His cute expressions make me smile. "You do eat them to be strong and healthy." Nate nods.
"In the same way, you need to give Naomi a chance."
He goes quiet. The silence is eerie. A knock on the door startles us. "Please come in."
Tom and Emily enter. She walks and stands near Nate. "Time to go, Nate. It is getting late."
Nate looks at her and then at me. With a sigh, he stands up and walks. He stops at the door and turns to me. "Will I see you again?"
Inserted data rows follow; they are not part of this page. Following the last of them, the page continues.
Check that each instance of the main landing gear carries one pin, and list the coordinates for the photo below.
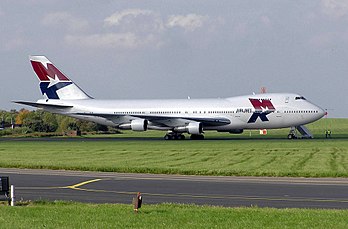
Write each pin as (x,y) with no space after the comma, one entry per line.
(174,136)
(292,134)
(197,137)
(179,136)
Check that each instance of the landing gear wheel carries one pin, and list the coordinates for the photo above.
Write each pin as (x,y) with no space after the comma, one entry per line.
(168,137)
(291,136)
(181,137)
(174,136)
(197,137)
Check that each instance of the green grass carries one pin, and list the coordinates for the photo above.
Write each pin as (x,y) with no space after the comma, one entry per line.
(77,215)
(306,158)
(240,156)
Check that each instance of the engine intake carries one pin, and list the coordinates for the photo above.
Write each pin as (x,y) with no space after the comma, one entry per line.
(195,128)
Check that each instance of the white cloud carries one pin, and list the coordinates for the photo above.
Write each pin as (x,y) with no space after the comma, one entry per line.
(14,43)
(116,18)
(130,29)
(335,8)
(65,19)
(109,40)
(189,22)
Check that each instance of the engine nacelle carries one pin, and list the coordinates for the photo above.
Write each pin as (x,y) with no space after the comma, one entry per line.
(236,131)
(139,124)
(194,128)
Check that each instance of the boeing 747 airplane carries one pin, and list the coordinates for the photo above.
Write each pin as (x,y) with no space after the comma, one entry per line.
(176,116)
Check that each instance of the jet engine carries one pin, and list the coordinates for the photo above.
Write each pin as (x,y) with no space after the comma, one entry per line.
(139,125)
(236,131)
(194,128)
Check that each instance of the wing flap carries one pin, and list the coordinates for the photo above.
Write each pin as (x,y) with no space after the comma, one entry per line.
(43,105)
(163,120)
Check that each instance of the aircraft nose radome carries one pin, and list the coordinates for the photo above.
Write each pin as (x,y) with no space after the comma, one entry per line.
(321,112)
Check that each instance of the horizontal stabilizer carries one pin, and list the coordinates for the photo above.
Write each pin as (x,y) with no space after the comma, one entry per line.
(43,105)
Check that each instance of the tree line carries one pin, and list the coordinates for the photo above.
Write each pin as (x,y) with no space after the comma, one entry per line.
(25,121)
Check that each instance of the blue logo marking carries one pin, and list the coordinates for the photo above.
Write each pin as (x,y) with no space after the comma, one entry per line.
(51,92)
How do I respond? The whole situation is muddled in my mind. How can I clear his confusion when I have no clarity? I decide to play it safe. "Your dad is here for another week. You can come over whenever you are here." This is the best I can offer him.
"What about after he leaves the hospital?"
Relentless. This kid is relentless, like his father who nags me every day about getting back to the game. I can only smile. "Let us take it one meeting at a time."
Nate nods and leaves with Emily. She smiles in acknowledgment.
The room goes silent again. I stare at the shut door. Did I do this right? I hope what I am doing is right for everyone. Tom's tap on my shoulder breaks me out of my reverie. I flinch. He stares, eyebrows raised.
"Tom, why does it hurt?"
"That bad, huh?" He reaches out and holds my hand, squeezing it to comfort me. "I've got you, girl. I will take over Jon's care as we planned."
"Thank you."
Tom and I have been friends for three years. He is the brother I never had.
"Time to go back to work." I pick up the case sheets for the day's appointments.